Here’s the work so far. Just waiting for the ironwork to be completed.


Marketing Plan: The Tree House

Friday, November 18th, 2011


A few weeks ago I led a workshop on DIY marketing. I liked the workshop and engagement I got with the group, but I came away from it wondering if I could deepen the impact and increase the likelihood that the strategies I advocate would be used. I decided to pilot a facilitated marketing plan. The structural core is the same as the workshop, but the primary goal is to create a meaningful plan with a business owner and their team. Tanya of The Tree House, a soon-to-open early learning center and cafe in North Asheville allowed me to test the idea with her team. We met this morning for three hours in business space, even now in mid transformation. The graphic above represents our work for the day.
We started with a title and then spent some time detailing the big picture goal- to the right in the graphic. We discussed some of the unknowns, fears and assumptions that might derail the project. I don’t linger in the negative, but I think it’s a powerful tool to recognize the doubts and roadblocks; it strengthens the resolve and helps us to move towards the goal. We discussed the people we wanted to reach with our marketing campaign before taking a short break. After the break we dived into the strategies we would employ to reach those people: media, content, and distribution channels. Names in blue indicate persons responsible for the work. That’s an important aspect of a good plan. Ideas are good; actions are great; people making those actions happen are golden.
I think this model has some real power. People in the group talked about how it made the marketing concrete. Diffuse ideas accumulated over the last few months of planning are becoming real. Just in time too! The Tree House will open within the next few weeks!

Click the image for a larger, more legible version.
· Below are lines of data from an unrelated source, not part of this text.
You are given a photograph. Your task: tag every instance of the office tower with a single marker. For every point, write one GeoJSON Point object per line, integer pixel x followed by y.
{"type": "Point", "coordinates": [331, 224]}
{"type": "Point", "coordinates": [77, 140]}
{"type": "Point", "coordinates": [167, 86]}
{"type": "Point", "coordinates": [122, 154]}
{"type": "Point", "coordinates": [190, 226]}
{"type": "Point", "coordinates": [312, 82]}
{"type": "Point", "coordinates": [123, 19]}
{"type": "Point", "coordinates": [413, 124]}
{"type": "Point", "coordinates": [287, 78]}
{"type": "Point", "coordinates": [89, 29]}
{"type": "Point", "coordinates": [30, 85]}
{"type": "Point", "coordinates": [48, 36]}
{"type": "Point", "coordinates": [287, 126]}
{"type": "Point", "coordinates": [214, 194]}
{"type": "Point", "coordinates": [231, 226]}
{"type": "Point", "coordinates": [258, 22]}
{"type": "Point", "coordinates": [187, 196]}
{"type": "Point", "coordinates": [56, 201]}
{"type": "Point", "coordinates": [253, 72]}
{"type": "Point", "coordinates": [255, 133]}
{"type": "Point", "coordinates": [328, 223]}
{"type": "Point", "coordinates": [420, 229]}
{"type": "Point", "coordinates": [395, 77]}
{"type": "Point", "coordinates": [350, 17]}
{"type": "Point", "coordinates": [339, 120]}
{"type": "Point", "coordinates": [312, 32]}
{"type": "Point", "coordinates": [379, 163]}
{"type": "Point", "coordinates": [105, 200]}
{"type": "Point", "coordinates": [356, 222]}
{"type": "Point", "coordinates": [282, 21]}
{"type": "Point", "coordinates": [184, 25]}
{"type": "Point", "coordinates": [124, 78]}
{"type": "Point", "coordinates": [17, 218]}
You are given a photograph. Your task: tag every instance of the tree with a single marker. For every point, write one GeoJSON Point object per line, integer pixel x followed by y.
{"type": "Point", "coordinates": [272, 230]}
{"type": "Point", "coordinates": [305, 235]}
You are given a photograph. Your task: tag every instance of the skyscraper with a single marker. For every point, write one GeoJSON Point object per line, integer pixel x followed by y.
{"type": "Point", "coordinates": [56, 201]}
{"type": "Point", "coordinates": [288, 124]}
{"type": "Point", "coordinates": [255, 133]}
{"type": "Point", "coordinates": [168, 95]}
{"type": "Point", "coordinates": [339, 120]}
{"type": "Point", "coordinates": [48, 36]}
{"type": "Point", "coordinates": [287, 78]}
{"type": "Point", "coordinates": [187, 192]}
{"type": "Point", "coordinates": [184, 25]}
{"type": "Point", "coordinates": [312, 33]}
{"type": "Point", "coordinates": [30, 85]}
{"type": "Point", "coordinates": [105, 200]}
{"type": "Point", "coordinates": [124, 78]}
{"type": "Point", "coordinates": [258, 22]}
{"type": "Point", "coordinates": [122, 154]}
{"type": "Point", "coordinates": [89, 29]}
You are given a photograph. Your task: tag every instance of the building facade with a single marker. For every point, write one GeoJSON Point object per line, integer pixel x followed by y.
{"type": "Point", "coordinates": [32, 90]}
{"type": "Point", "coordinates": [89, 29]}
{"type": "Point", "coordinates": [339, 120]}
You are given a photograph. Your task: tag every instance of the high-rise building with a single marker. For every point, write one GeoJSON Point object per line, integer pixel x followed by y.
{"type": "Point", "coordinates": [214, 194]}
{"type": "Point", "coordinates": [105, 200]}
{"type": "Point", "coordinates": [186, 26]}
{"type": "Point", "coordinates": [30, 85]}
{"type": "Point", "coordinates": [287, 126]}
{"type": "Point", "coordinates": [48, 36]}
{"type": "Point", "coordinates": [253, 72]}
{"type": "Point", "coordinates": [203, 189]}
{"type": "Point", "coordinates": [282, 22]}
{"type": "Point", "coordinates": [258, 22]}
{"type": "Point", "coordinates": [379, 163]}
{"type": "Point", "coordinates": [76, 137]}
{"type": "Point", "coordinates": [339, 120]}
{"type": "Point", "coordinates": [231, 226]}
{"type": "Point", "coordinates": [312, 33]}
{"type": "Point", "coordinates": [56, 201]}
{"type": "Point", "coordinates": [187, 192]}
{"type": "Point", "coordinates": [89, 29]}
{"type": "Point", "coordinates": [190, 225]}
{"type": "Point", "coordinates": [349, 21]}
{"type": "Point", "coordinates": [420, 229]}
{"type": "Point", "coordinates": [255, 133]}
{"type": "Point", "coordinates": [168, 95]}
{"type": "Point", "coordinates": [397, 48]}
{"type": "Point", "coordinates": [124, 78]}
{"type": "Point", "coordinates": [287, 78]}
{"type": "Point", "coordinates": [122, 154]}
Getting Started In Graphic Facilitation: Tools of the Trade

Sunday, September 12th, 2010

This is a list of the basic tools and sources you’ll need to get started graphics and visual organization in your training and facilitation work.

BIG PAPER

Sometimes called banner bond, the perfect paper for graphic wall work comes in rolls. It’s generally best to find it on-line and Dick Blick is my preferred vendor. I prefer the 48″ variety. The weight of the paper (20# and 24#) doesn’t matter much. Heavier stocks are a little bit more durable which can be helpful when reusing graphics.

TAPE

Artist tape is white and can be used to cover up mistakes as well as fasten paper to the wall. It’s sticky enough to do the job but doesn’t damage surfaces. I have been using it exclusively for eight years and never had it take any paint off a wall. It can be expensive in stores but Blick’s prices are very reasonable.

CUTTERS

The Alvin Zippy is absolutely the best paper cutter for this type of work. These are often available at local craft stores.

 

MARKERS

The Grove makes Charters Markers, which are the best markers for facilitation I’ve ever used. I order them by color now, as I primarily use black, blue, green and purple. I have enough red, yellow, orange and brown to last me for years. You might start with full sets and then over time, figure out which ones to order individually. They last a long time and are worth the price. Sharpie makes a set of markers that are okay, but blunt quickly and have some odd colors. Avoid permanent markers and the scented varieties. White board markers often go through the paper.